03:45mhenning[d]: although we'd ideally have a model of the functional units and instruction throughputs in order to do so
04:08mangodev[d]: gfxstrand[d]: i'm appreciative of what's working
04:08mangodev[d]: the fact that most of this works *at all* is insane, even despite the sync issues
04:08mangodev[d]: love the work, i admire it ❤️
04:10mangodev[d]: although that (presumably nouveau??) cursor bug has been driving me insane and i wanna find why it acts like how it does
04:10mangodev[d]: …but the thing that drives me more insane than the cursor shaking maniacally is navigating old nouveau source code
11:01karolherbst[d]: ahh `LOAD_ROOT_TABLE` which is 3D only...
11:02karolherbst[d]: ohhh
11:02karolherbst[d]: I see
11:02karolherbst[d]: okay
11:02karolherbst[d]: I know what it is
11:02karolherbst[d]: gfxstrand[d]: tldr: there are 32 constant memory banks
11:03karolherbst[d]: some of them are root-constants
11:09carlorados: So according to logs which i never touched was as to how to get inverse index such as 512-115=397 for dependent inst. on one barrel, since everything else was base magic, aka what is the barrel for index elimination. so 230+512=742-371=371 where 115+512-371=256 you get 115 out from this transaction, so when putting all indexes of dependent inst combined out of two such, the stuff repeats
11:09carlorados: that base is the main controller of that tweak too. But what was 371? and how we can remove those? it was indeed single base+indexes in the intermediate routine set. In other words all indexes+bases can be removed from that IR to get the 397 inverse index of any dependent instruction upto certain point too. not more complex is the routine of getting all of those in reindexeable format, where
11:09carlorados: you put 345 to the hash aka 3*115 in such case one pair is also left behind.

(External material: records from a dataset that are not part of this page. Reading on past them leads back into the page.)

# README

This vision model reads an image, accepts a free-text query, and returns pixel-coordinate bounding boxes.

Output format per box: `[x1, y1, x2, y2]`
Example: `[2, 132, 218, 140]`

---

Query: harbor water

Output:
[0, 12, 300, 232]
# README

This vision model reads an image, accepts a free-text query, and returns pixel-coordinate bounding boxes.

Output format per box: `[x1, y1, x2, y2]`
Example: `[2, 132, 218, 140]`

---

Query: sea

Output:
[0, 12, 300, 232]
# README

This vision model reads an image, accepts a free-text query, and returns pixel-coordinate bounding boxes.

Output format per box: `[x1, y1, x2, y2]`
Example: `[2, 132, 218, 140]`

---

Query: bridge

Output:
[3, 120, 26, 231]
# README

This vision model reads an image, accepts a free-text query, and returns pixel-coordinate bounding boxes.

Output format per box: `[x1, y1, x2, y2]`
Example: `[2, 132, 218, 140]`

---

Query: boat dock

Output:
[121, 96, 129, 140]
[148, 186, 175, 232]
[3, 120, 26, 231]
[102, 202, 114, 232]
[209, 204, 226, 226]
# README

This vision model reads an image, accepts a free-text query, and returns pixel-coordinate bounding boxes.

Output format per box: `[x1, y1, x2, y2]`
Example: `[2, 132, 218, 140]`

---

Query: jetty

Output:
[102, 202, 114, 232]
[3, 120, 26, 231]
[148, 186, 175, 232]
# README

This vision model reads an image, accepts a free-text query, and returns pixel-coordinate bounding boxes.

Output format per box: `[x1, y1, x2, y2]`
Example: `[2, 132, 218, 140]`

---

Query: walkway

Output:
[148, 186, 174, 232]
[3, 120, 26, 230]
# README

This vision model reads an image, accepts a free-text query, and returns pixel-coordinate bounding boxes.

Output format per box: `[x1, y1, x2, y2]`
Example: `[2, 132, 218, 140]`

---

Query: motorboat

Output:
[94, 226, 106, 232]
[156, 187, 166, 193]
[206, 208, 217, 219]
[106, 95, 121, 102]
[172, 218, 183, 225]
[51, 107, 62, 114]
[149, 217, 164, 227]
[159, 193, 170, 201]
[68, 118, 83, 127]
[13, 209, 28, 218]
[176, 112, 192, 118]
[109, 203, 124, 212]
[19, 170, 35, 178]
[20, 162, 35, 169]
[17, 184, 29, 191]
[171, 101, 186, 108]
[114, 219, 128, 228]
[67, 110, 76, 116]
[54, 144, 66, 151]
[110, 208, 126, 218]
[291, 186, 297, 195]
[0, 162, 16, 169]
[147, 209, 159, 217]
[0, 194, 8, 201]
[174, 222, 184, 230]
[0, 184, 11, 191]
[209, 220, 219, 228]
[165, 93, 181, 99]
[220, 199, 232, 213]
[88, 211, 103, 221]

13:22gfxstrand[d]: karolherbst[d]: Yes but the root constant ones are tiny and way fast.
13:22karolherbst[d]: ahh
13:22karolherbst[d]: anyway, it's 3D only ~~so I don't care about them :P~~
13:22karolherbst[d]: but I don't think they are hard to wire up
13:22karolherbst[d]: nothing special in the shader really
13:23karolherbst[d]: they seem to be used for d3d stuff
13:24karolherbst[d]: I think they are direct only tho
13:24karolherbst[d]: like no indirect accesses to them
13:26karolherbst[d]: `SET_PIPELINE_BINDING`
13:26karolherbst[d]: `BIND_GROUP_CONSTANT_BUFFER`
13:26karolherbst[d]: `ROOT_TABLE_VISIBILITY`
13:26karolherbst[d]: `SET_ROOT_TABLE_SELECTOR` and `LOAD_ROOT_TABLE` are all relevant I thik
13:28gfxstrand[d]: Yeah
13:29karolherbst[d]: might be fun to use them for push constants at index 31 and see if somebody gets them working
13:31gfxstrand[d]: Indirects is an interesting question because it affects what we can put in them.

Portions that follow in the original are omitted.